当所有的peon都回应过OP_PONG之后,monitor leader收到所有的回应之后,会在timecheck_finish_round 函数中通过调用timecheck_report ,给所有的peon发送OP_REPORT消息,在消息体中,会把monitor leader算出来的时钟偏移和往来延迟记入其中,这样peon收到OP_REPROT消息之后,就能得到,该节点与monitor leader之间的往来延迟和时钟偏移。
粗略的过程就是如上,下面要展开细节,详细的描述这个过程。
原点
不介绍ceph-mon的PAXOS以及election,似乎很难介绍好其他功能,但是们还是暂时放下Paxos和election,我们起点从有一个节点赢得ceph-mon monitor leader的选举开始:
如同封建时代,新皇登基总要大赦天下,提拔一群新的大臣到重要岗位,某个节点的ceph-mon赢得monitor leader 选举之后,也会做一些重新洗牌的动作。
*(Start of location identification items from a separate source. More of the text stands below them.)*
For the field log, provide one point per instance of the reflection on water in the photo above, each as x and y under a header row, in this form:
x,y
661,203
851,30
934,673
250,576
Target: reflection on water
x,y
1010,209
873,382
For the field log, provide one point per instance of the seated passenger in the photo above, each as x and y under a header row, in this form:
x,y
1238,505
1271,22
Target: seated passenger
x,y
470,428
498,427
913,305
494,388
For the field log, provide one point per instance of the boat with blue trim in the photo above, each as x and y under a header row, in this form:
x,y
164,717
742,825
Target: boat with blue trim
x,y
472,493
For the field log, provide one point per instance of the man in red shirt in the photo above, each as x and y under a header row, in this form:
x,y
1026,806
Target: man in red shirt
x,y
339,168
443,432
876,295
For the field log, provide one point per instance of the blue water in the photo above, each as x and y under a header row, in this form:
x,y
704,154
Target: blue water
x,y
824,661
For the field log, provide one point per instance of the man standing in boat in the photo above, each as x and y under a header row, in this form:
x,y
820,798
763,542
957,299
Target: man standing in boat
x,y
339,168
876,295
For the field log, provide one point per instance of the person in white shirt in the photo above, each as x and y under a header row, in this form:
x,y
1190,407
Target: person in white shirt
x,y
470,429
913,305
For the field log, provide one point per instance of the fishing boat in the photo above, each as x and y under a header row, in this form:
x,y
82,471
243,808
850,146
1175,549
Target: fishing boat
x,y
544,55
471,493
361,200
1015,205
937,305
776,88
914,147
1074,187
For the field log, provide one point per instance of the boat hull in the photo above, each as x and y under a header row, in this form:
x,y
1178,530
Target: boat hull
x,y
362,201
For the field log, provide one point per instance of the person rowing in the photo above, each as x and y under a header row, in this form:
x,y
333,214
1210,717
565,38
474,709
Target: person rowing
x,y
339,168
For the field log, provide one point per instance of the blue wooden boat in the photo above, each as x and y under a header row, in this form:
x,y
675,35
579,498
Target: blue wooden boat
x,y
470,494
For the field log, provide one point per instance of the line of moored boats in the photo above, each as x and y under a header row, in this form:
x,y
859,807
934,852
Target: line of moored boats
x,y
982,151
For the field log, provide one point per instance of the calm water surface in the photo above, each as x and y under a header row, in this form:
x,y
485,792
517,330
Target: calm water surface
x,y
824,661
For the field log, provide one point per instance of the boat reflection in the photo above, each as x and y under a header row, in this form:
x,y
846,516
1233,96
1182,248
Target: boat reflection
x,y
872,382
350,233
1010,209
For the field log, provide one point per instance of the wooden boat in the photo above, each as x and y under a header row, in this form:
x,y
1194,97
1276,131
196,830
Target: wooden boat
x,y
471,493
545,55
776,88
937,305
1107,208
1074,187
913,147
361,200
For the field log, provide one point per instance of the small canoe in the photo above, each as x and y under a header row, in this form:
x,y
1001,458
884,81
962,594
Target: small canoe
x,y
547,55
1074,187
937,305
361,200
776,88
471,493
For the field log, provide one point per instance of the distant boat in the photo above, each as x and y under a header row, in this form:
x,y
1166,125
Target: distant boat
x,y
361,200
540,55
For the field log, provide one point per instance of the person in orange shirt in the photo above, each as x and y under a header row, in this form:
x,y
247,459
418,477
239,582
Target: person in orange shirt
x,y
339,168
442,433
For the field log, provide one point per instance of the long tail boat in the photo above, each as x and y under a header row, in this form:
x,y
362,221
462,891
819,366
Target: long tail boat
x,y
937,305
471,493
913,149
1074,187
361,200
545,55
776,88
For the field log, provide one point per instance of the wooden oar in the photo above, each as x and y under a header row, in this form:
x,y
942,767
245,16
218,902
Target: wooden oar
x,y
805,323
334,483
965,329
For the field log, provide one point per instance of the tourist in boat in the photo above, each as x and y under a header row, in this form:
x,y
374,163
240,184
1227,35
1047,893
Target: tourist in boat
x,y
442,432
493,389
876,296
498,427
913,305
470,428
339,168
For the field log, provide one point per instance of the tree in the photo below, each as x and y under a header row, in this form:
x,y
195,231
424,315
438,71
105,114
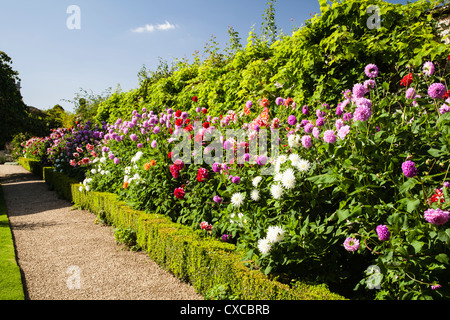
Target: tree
x,y
13,111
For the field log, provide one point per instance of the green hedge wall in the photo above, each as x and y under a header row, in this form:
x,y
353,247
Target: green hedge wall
x,y
203,262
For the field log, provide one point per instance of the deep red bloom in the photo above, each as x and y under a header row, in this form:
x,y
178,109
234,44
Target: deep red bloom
x,y
178,122
407,80
179,165
174,171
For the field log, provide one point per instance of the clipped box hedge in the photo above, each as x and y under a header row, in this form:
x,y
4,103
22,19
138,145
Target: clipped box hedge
x,y
205,263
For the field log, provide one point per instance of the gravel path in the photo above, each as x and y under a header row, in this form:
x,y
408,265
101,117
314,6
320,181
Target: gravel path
x,y
65,255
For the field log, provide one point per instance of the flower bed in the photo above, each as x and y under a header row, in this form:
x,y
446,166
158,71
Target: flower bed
x,y
204,262
351,193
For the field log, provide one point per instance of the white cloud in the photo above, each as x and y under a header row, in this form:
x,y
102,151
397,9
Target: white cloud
x,y
150,28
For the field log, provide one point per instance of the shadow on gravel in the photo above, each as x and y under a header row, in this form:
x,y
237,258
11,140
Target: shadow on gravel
x,y
26,194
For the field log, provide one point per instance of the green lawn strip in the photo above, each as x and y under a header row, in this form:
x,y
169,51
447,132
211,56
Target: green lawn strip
x,y
11,287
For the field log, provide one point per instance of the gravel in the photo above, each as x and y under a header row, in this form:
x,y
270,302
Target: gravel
x,y
65,255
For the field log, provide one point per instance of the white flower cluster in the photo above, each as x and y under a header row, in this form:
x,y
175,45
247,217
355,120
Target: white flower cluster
x,y
275,234
129,176
86,185
239,219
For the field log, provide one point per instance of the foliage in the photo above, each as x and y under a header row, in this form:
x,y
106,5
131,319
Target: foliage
x,y
126,237
12,108
10,278
344,204
326,54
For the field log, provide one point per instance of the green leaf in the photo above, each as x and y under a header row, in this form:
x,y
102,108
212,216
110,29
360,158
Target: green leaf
x,y
323,179
444,235
408,185
417,245
412,205
443,258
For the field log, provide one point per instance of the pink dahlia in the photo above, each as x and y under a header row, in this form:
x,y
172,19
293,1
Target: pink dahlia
x,y
409,169
428,68
351,244
179,193
362,113
436,216
436,90
383,233
329,136
202,175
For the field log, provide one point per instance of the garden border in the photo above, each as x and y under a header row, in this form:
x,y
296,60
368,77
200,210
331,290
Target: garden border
x,y
205,263
11,284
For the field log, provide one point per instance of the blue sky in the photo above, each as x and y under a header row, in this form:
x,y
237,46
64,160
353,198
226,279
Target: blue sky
x,y
117,37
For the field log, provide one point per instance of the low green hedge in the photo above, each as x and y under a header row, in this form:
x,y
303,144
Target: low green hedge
x,y
204,262
33,166
11,287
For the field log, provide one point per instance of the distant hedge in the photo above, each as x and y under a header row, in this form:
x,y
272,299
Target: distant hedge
x,y
319,59
205,263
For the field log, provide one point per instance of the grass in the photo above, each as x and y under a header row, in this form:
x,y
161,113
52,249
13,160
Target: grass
x,y
11,287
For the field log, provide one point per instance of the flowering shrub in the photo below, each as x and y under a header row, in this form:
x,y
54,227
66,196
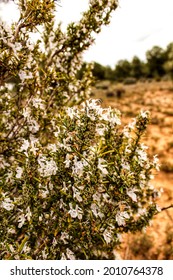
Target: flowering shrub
x,y
72,179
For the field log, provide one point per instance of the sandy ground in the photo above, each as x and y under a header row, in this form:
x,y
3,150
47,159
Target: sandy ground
x,y
157,97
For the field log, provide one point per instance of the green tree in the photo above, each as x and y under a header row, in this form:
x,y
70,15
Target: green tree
x,y
122,70
155,62
72,180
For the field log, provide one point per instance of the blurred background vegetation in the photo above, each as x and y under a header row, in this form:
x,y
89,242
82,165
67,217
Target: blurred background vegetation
x,y
158,65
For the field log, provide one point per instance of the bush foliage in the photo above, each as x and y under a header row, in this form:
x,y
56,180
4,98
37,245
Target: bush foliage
x,y
72,179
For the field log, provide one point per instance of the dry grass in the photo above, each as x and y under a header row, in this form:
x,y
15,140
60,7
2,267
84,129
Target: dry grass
x,y
157,97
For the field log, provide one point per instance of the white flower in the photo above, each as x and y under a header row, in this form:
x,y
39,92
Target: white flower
x,y
71,112
100,130
67,161
102,166
33,126
70,254
132,125
7,204
75,212
21,220
107,236
141,211
76,194
44,254
125,166
63,257
19,171
24,147
156,162
23,76
47,167
26,112
38,102
64,236
52,148
132,194
28,214
120,218
96,211
144,114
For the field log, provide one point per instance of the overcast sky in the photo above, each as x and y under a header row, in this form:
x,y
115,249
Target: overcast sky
x,y
136,26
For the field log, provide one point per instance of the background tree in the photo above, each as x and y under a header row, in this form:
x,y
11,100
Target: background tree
x,y
122,70
72,179
168,66
155,62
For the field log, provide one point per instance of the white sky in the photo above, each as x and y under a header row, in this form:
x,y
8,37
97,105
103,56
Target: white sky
x,y
136,26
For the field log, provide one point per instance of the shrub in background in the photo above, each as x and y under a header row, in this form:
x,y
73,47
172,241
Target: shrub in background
x,y
72,180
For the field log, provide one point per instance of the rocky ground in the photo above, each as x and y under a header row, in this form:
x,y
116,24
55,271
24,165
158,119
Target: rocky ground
x,y
157,97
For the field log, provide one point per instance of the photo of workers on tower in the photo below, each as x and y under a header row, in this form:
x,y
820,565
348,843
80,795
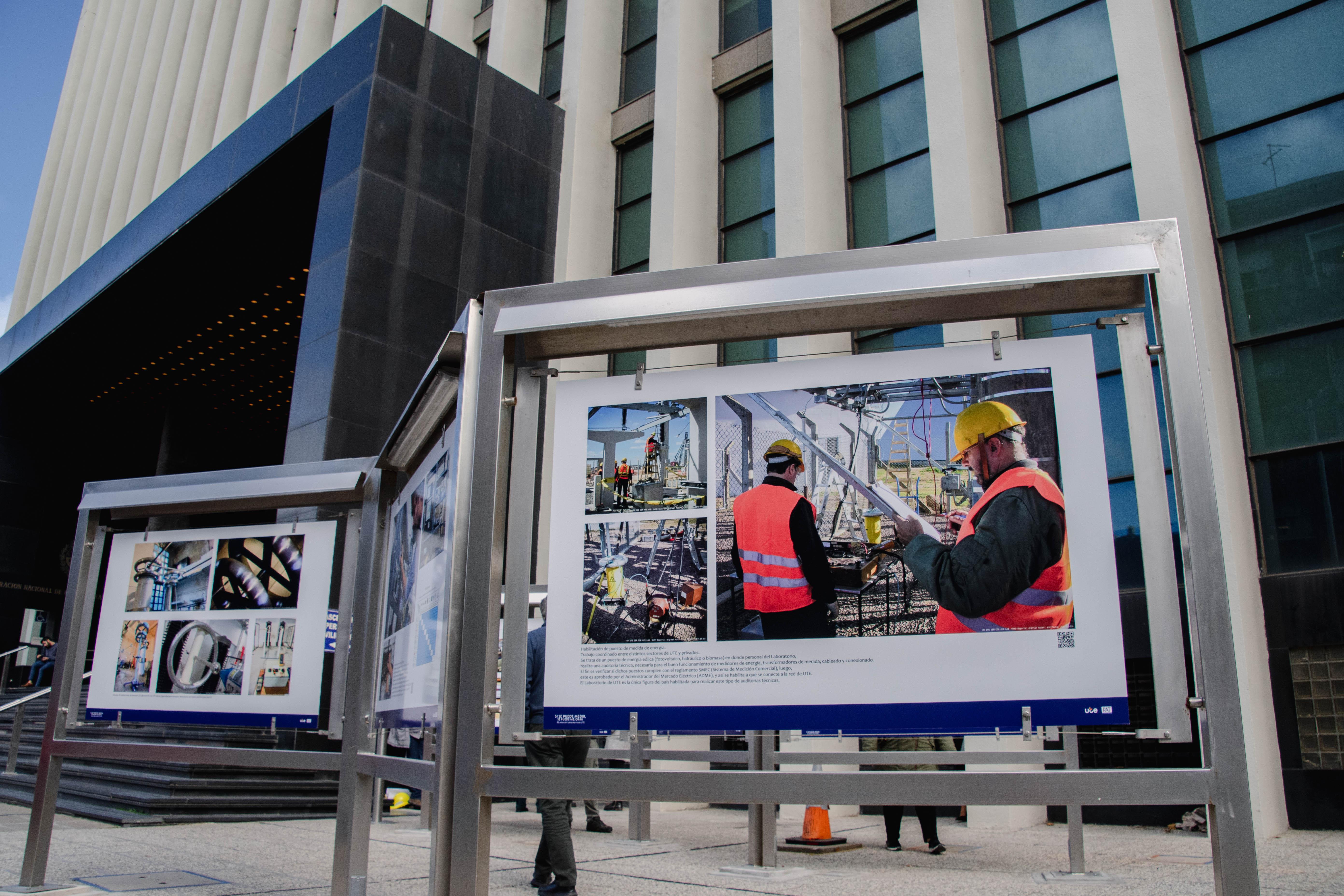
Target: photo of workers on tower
x,y
646,581
909,507
259,574
647,456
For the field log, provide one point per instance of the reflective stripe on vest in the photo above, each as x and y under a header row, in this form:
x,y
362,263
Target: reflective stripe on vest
x,y
772,577
1049,602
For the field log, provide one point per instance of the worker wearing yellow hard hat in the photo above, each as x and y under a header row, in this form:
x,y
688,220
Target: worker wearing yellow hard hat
x,y
779,554
1010,566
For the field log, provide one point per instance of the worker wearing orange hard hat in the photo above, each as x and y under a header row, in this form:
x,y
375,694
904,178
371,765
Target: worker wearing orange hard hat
x,y
1010,566
779,554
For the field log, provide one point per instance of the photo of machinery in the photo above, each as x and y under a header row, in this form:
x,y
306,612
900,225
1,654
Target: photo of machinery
x,y
273,656
259,574
203,656
647,456
170,575
136,656
644,581
870,451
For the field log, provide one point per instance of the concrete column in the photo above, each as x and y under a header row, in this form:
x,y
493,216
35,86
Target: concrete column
x,y
186,86
75,217
138,123
452,21
685,228
518,34
589,93
243,68
314,34
70,96
1005,817
1170,183
277,41
210,86
161,105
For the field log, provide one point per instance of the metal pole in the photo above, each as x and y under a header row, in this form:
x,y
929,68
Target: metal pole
x,y
68,678
1077,863
350,860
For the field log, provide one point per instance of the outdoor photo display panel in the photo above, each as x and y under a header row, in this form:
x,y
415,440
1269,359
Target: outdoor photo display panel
x,y
414,606
875,432
216,627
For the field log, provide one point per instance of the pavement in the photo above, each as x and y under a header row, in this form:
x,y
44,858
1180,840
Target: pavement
x,y
294,858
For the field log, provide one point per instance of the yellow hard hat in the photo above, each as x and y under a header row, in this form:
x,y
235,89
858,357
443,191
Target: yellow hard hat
x,y
983,420
787,448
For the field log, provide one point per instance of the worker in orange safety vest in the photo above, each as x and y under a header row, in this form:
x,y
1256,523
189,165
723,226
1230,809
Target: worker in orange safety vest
x,y
1010,566
779,554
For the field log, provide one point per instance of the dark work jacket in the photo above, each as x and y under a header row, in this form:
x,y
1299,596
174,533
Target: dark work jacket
x,y
1018,535
535,675
807,545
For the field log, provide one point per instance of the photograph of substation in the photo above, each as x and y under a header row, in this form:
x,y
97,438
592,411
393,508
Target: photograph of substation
x,y
647,456
644,581
888,440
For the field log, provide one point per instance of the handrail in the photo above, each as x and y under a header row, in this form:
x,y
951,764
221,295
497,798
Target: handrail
x,y
35,695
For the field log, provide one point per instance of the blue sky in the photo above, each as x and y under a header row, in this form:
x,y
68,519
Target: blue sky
x,y
35,40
其中timecheck的重新初始化也在其中。
void Monitor::win_election(epoch_t epoch, set<int>& active, uint64_t features,
const MonCommand *cmdset, int cmdsize,
const set<int> *classic_monitors)
{
if (monmap->size() > 1 &&
monmap->get_epoch() > 0)
timecheck_start();
}
void Monitor::timecheck_start()
{
dout(10) << __func__ << dendl;
timecheck_cleanup();
timecheck_start_round();
}
void Monitor::timecheck_cleanup()
{
timecheck_round = 0;
timecheck_acks = 0;
timecheck_round_start = utime_t();
if (timecheck_event) {
timer.cancel_event(timecheck_event);
timecheck_event = NULL;
}
timecheck_waiting.clear();
timecheck_skews.clear();
timecheck_latencies.clear();
}
我们可以看到,新当选的monitor leader通过win_election—>timecheck_start—->timecheck_cleanup,完成了对timecheck相关数据结构的重新洗牌。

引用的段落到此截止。